Ce n’est pas tout. Les quêtes publiques, les congrégations officielles, n’ont point suffi à l’ardeur des pensionnaires de la Salpêtrière, ou de ceux qui les dirigent. Il existe parmi elles une société religieuse secrète dont les membres sont nommés les zélatrices. Il y en a environ 1 500, qui donnent quinze centimes par mois ; d’autres, moins dénuées ou plus excitables, versent cinq francs et même dix francs chaque mois. Cet argent est employé à faire dire des messes et à acheter des livres de piété qui sont ensuite revendus aux initiées. Parmi ces livres, qui presque tous ne sont que des opuscules sans valeur, nous citerons le Manuel du Rosaire vivant, les Annales de la Propagation de la foi, les Annales de la Sainte-Enfance. On fait des lectures pieuses aux malades. Le secret de l’association est bien gardé ; le but mystérieux qu’elle poursuit n’a pas encore été nettement défini, et lorsqu’on interroge une des zélatrices, elle se renferme dans un mutisme absolu.

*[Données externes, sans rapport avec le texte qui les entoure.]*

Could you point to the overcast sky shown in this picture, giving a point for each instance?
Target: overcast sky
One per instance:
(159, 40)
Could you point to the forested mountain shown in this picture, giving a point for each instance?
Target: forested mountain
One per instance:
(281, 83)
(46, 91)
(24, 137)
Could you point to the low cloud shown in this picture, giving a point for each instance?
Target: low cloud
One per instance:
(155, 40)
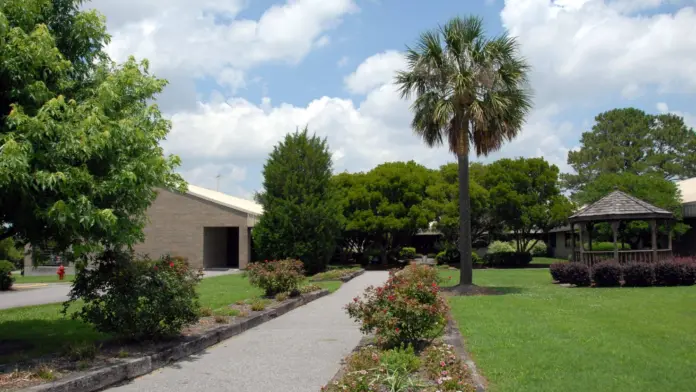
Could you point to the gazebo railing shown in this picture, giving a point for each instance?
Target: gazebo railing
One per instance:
(591, 258)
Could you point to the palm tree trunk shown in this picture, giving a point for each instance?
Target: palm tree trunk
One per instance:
(466, 267)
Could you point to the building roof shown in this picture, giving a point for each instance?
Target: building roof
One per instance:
(620, 206)
(223, 199)
(688, 190)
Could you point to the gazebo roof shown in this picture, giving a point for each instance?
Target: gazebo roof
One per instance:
(620, 206)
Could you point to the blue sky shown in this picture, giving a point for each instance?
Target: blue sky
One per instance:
(243, 73)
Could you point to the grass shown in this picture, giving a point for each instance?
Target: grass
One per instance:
(45, 328)
(543, 337)
(42, 279)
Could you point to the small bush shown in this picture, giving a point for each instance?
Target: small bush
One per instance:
(668, 273)
(276, 276)
(6, 278)
(638, 274)
(500, 247)
(406, 309)
(607, 274)
(507, 259)
(137, 298)
(539, 249)
(280, 297)
(558, 272)
(407, 253)
(577, 274)
(403, 357)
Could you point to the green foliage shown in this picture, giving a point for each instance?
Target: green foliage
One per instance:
(525, 196)
(384, 207)
(507, 259)
(136, 298)
(407, 308)
(630, 141)
(302, 213)
(500, 247)
(80, 153)
(407, 253)
(276, 276)
(6, 278)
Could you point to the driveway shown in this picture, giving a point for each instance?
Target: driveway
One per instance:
(297, 352)
(58, 292)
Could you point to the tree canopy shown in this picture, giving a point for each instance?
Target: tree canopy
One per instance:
(525, 196)
(301, 211)
(632, 141)
(79, 136)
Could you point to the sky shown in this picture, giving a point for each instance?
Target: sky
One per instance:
(243, 73)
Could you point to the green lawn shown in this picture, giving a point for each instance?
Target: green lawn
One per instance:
(42, 279)
(47, 330)
(543, 337)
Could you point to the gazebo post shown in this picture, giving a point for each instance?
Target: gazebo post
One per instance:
(615, 229)
(653, 227)
(572, 242)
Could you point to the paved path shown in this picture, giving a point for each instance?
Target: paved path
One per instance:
(58, 292)
(297, 352)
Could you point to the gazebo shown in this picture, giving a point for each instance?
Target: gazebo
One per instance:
(615, 208)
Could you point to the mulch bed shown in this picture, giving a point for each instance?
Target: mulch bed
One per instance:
(110, 352)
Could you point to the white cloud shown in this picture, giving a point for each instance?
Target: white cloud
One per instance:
(374, 71)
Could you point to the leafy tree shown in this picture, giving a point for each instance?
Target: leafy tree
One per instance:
(632, 141)
(652, 188)
(525, 196)
(385, 206)
(79, 137)
(471, 93)
(443, 199)
(302, 213)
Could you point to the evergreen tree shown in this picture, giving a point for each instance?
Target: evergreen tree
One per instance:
(302, 214)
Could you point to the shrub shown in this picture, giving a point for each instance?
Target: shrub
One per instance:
(607, 274)
(500, 247)
(6, 278)
(407, 253)
(276, 276)
(136, 298)
(577, 274)
(405, 309)
(507, 259)
(558, 272)
(539, 249)
(638, 274)
(668, 273)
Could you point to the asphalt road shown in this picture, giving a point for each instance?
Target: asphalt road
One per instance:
(57, 292)
(297, 352)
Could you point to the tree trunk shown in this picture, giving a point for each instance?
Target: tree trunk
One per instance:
(466, 268)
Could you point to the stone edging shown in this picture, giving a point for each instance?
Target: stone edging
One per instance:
(352, 275)
(131, 368)
(454, 338)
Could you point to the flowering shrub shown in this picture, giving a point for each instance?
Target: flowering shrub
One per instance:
(406, 309)
(137, 298)
(607, 274)
(638, 274)
(443, 366)
(276, 276)
(6, 278)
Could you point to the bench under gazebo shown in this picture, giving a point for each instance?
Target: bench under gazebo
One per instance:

Les pensionnaires sont fort agitées par toutes les ambitions que réveille en elles le désir d’appartenir à ces différentes catégories religieuses. Au lieu d’employer leur argent à payer leur café au lait ou à acheter quelque bon fichu de tricot pour l’hiver, elles le consacrent à des œuvres inutiles et troublantes. Sous ce rapport, la Salpêtrière offre un exemple qui renverse toutes les idées admises : on croit ordinairement que la religion doit donner de l’argent à la misère ; là, c’est le contraire qui se produit, et la misère donne son épargne à la religion.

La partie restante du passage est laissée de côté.